Perhaps the single most egregious form of Illinois medical malpractice involves “wrong-site surgeries.” These occur when surgeons perform operations on the wrong part of the body-such as amputating a patient’s left leg instead of his right. To the average observer, it seems that this type of error should never happen. Even the most basic safety checks should catch this mistake.
Yet a new study from the Joint Commission reveals that each and every week about 40 patients fall victim to surgeries on the wrong part of their body. Medscape News recently covered the report. Wrong-site surgeries actually have three forms: operation on the wrong patient, the wrong body part, or performing the wrong type of operation. In total, about 40 of these mistakes are made each week.
How do they occur? One of the study’s authors explained, “The biggest [reason] was inadequate information about the patient. Often, the information is taken by a staffer in the surgeon’s office, who may have to deal with several hospitals and different protocols. Confusion can result. The solution is a carefully standardized way of collecting information.”
The “marking” of the location on the body where the operation will be performed is the key step in the process. Each hospital has different ways of performing the marking, with some styles more open to error. The best methods involve the mark being made in the holding area, with second checks being performed in the actual operating room.

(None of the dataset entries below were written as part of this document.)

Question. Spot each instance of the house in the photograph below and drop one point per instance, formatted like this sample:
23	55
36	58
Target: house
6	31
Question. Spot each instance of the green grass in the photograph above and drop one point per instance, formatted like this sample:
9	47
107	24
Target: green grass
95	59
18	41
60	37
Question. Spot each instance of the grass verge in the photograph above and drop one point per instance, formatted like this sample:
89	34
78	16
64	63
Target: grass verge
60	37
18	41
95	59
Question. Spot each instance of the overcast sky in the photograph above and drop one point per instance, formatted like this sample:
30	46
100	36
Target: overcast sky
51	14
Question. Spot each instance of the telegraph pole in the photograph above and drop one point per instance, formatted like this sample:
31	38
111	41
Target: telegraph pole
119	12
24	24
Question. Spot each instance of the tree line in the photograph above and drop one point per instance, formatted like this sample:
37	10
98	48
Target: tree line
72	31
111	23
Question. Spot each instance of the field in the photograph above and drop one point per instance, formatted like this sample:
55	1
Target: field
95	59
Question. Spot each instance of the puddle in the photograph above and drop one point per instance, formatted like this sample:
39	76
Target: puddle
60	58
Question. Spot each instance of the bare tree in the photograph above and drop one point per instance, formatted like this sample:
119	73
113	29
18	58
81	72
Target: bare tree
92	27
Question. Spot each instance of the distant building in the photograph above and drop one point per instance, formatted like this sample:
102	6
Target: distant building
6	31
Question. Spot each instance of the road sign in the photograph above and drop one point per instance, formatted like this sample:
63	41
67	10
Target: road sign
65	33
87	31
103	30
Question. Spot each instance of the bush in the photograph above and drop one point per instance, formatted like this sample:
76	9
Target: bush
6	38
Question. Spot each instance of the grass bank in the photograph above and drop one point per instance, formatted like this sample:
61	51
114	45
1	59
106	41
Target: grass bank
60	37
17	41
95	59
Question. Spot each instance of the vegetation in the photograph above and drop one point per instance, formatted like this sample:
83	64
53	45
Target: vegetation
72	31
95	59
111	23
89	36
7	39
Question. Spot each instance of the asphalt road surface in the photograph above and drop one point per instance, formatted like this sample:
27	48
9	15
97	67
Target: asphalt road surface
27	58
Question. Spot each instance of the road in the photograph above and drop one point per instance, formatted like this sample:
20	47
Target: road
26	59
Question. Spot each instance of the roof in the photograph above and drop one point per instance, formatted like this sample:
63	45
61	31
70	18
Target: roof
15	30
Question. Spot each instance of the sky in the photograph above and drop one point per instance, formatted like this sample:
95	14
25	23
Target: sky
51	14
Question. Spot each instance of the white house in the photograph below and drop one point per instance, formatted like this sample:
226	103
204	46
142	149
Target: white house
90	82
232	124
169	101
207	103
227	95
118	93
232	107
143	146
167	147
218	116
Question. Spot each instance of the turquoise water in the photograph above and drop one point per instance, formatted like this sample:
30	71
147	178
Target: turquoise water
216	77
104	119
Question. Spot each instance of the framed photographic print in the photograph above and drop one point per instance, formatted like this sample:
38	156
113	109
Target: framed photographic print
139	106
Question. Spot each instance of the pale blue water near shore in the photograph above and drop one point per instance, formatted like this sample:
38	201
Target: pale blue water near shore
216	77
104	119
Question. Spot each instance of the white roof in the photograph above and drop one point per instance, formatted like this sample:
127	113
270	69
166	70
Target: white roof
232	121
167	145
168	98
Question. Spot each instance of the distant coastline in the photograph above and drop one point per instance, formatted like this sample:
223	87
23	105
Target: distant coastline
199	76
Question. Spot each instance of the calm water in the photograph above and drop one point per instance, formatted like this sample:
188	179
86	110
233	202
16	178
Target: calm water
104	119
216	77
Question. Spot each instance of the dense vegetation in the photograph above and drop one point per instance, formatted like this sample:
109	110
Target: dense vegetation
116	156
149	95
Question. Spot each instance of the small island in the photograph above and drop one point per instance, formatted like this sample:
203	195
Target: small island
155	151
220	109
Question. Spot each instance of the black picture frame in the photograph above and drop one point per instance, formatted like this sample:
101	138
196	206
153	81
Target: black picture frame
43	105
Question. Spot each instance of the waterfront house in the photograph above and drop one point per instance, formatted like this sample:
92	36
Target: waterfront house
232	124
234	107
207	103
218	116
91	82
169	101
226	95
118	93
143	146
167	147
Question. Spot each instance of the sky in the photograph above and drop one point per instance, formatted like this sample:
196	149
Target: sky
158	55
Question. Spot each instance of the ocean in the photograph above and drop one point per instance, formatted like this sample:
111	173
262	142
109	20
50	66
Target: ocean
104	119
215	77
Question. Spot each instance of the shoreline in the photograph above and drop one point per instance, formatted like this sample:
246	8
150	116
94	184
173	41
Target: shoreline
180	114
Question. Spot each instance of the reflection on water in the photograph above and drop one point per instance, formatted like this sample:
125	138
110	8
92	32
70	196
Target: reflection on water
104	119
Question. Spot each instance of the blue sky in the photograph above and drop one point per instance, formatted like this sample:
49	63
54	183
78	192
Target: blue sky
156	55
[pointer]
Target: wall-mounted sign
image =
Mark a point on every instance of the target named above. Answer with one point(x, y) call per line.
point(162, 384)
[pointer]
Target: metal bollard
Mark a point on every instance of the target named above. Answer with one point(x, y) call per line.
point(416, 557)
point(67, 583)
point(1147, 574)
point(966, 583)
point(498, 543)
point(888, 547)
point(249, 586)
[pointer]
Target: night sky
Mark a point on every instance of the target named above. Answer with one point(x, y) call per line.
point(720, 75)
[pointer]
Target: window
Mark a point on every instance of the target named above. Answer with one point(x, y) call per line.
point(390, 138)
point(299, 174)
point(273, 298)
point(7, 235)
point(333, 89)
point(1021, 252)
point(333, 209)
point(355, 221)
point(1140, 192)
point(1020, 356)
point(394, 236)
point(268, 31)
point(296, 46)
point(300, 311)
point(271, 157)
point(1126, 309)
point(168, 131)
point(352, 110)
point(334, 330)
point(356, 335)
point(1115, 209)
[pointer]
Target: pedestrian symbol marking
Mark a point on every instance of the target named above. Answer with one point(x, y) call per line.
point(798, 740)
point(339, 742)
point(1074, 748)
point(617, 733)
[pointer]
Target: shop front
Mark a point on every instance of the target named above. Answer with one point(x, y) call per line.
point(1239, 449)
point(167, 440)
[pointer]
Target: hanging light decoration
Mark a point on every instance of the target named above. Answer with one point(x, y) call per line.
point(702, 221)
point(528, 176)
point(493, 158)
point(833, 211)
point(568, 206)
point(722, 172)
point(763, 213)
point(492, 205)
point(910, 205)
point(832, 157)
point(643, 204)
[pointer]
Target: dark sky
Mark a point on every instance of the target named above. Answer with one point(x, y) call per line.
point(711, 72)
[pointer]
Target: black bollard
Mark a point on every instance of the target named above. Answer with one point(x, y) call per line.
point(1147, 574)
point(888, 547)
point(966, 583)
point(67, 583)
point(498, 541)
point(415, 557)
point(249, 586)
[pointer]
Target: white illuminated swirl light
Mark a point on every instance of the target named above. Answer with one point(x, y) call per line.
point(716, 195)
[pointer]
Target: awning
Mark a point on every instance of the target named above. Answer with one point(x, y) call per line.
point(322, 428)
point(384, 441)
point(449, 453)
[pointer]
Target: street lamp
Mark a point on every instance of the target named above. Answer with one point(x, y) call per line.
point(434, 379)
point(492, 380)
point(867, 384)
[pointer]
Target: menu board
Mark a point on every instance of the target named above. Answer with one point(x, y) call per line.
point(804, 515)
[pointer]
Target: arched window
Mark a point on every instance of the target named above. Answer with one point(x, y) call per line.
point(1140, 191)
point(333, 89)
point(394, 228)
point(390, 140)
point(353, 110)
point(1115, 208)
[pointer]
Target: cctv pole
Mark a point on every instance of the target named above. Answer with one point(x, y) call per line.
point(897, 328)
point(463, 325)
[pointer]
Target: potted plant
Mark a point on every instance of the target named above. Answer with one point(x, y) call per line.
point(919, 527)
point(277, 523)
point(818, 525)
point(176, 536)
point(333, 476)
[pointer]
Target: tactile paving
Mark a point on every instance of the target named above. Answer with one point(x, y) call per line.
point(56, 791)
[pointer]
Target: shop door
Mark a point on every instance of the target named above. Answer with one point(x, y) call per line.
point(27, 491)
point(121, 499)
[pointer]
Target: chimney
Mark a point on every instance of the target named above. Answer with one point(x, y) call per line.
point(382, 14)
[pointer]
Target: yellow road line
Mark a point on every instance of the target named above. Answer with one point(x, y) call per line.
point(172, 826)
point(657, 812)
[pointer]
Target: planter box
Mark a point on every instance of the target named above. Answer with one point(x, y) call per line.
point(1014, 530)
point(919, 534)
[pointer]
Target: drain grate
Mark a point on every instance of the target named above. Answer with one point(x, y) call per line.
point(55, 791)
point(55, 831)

It is imperative that each and every safety protocol be tested to help eliminate these errors completely. There is simply no excuse for the prevalence of wrong-site surgeries. Any Illinois medical malpractice attorney knows that the only way that surgeons commit mistakes of this magnitude is when there is a complete collapse of basic safety protocols. Hospitals and clinics must be held accountable for this conduct and forced to enact plans for improvement.